Malgré tout cela, l’écart avec Lorenzo s’amenuise et Iannone rentre dans la dernière boucle avec moins de 7 dixièmes sur ce qui serait sa première victoire en catégorie reine. Mais il commet une faute dans le premier virage qui permet à Marquez de repasser, et malgré sa nouvelle attaque dans la Southern Loop il ne peut qu’élargir et laisser le pilote Honda repasser. A l’épingle, Rossi porte son attaque sur Iannone, et si son jeune compatriote le touche lors de la réaccélération c’est bien l’aîné qui rentre en 3ème position à Siberia.
Pendant ce temps, Marquez signe un demi-tour légendaire permettant de réduire à néant les 6 dixièmes d’avance dont disposait Lorenzo quelques virages plus tôt, et ce malgré les assauts de Iannone ! A l’entrée de Lukey Heights, Iannone justement tente sa chance et prend par surprise Rossi habituellement le plus enclin à porter une attaque à cet endroit. Dans l’épingle suivante, à la fois Marquez et Rossi tentent de prendre le dessus sur Lorenzo et Iannone.

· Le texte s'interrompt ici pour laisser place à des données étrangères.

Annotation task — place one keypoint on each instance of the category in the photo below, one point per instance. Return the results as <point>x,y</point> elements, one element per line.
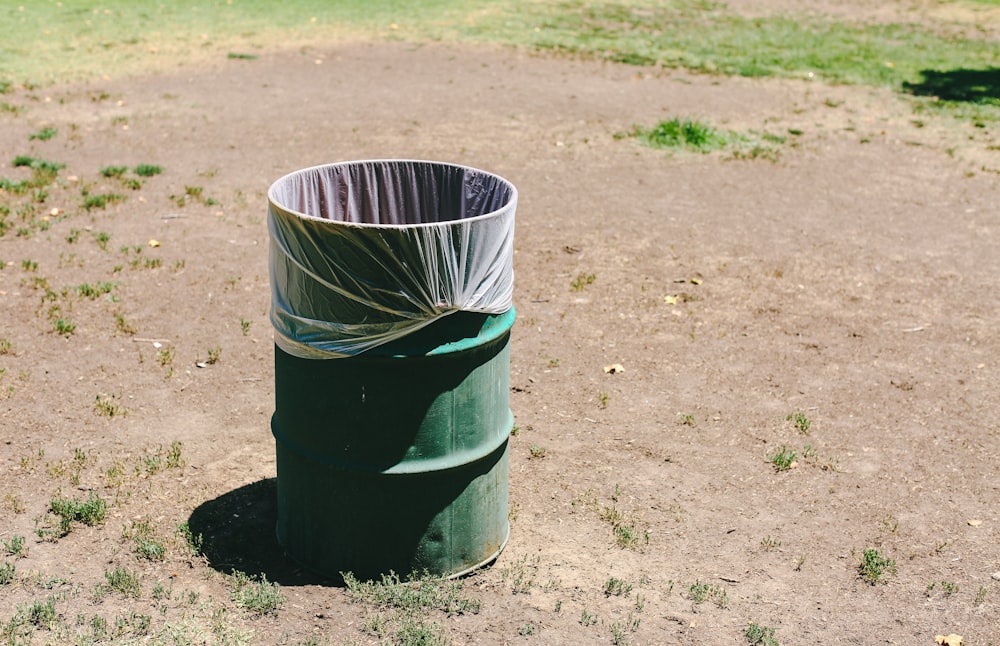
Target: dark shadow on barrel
<point>961,85</point>
<point>237,533</point>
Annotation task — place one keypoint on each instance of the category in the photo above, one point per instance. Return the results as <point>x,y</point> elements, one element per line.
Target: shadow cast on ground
<point>237,533</point>
<point>965,85</point>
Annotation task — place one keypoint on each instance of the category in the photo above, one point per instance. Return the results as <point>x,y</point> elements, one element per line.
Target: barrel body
<point>397,459</point>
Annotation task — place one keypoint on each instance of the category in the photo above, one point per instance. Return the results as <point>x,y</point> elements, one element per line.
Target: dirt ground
<point>852,281</point>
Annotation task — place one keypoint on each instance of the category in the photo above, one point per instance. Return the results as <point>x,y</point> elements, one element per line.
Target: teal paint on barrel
<point>397,458</point>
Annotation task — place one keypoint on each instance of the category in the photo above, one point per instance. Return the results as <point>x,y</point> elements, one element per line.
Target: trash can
<point>391,302</point>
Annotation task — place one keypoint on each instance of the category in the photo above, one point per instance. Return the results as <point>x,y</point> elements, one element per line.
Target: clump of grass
<point>800,421</point>
<point>783,458</point>
<point>64,326</point>
<point>96,290</point>
<point>114,171</point>
<point>147,170</point>
<point>44,134</point>
<point>874,567</point>
<point>7,571</point>
<point>757,635</point>
<point>256,594</point>
<point>146,544</point>
<point>123,581</point>
<point>616,587</point>
<point>685,134</point>
<point>417,592</point>
<point>106,405</point>
<point>701,592</point>
<point>15,546</point>
<point>582,281</point>
<point>90,512</point>
<point>101,200</point>
<point>681,133</point>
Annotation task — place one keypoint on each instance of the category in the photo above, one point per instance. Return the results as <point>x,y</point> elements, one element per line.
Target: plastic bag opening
<point>364,253</point>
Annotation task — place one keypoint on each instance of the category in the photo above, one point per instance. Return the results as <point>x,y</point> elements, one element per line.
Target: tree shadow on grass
<point>237,533</point>
<point>963,85</point>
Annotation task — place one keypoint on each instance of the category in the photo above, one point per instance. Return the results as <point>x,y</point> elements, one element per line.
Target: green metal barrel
<point>397,459</point>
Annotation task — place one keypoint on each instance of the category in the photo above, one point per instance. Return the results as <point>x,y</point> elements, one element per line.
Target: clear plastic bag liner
<point>364,253</point>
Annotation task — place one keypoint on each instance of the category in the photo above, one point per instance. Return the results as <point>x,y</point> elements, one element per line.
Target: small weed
<point>44,134</point>
<point>123,325</point>
<point>620,628</point>
<point>7,571</point>
<point>769,543</point>
<point>123,581</point>
<point>107,405</point>
<point>800,421</point>
<point>165,356</point>
<point>102,238</point>
<point>700,592</point>
<point>537,451</point>
<point>101,200</point>
<point>64,326</point>
<point>874,567</point>
<point>147,170</point>
<point>616,587</point>
<point>213,355</point>
<point>96,290</point>
<point>757,635</point>
<point>255,594</point>
<point>783,458</point>
<point>114,171</point>
<point>194,542</point>
<point>15,546</point>
<point>40,614</point>
<point>582,281</point>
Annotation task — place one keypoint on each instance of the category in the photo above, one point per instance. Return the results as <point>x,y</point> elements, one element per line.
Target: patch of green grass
<point>101,200</point>
<point>757,635</point>
<point>94,291</point>
<point>15,547</point>
<point>579,283</point>
<point>800,421</point>
<point>417,592</point>
<point>874,567</point>
<point>7,572</point>
<point>124,581</point>
<point>615,587</point>
<point>701,592</point>
<point>44,134</point>
<point>255,594</point>
<point>685,134</point>
<point>106,405</point>
<point>147,170</point>
<point>64,326</point>
<point>783,458</point>
<point>114,171</point>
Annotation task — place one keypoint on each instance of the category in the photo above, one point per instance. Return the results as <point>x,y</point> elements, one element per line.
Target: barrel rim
<point>508,205</point>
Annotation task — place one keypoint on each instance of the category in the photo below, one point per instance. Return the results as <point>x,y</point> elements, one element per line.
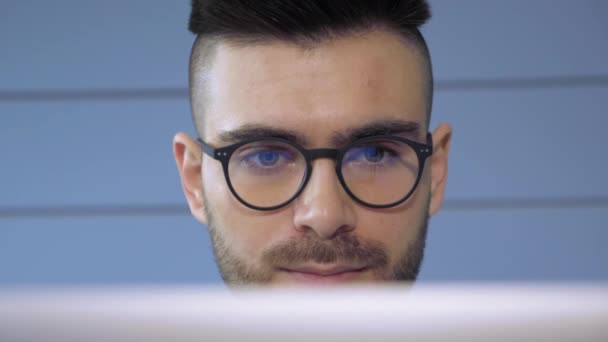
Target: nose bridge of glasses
<point>322,153</point>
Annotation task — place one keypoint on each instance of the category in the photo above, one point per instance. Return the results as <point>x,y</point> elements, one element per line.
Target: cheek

Marquez sort de l’épingle en tête et file vers sa 50ème victoire en carrière (et qui restera a minima comme la course de l’année), record du tour lors de la dernière boucle en prime. Il devance Lorenzo, relativement épargné par la bagarre qui faisait rage tout au long de la course devant et qui, s’il ne parvient pas à remporter une victoire qui lui tendait les bras, reprend 7 points à Rossi dans l’optique du championnat, revenant ainsi à 11 points de l’Italien. 7 points ? Oui, car Iannone a pu repiquer à l’intérieur après la manœuvre de Rossi, s’assurant ainsi un podium qui, s’il ne correspond pas à son meilleur résultat en carrière (2ème au Mugello), correspond à la course de sa vie. Rossi doit se contenter d’une place hors du podium pour la deuxième fois de la saison après Misano, payant cher sa place sur la grille le forçant à se mêler à la lutter avec Marquez et Iannone plus performants en ligne droite. Pedrosa termine 5ème (presque un bon résultat quand on connait son passif avec Phillip Island), devant Vinales (auteur de sa meilleure course en MotoGP), Crutchlow, les frères Espargaro (Pol précédant Aleix), Smith, Redding, Petrucci, Dovizioso (anonyme 13ème à 29s de son équipier), Bautista et Miller. Baz est 18ème, Di Meglio 20ème.
Si vous êtes encore sur votre faim, le prochain banquet est prévu à Sepang dimanche prochain, nous pourrons encore compter sur la lutte pour le titre pour épicer ce nouveau mets.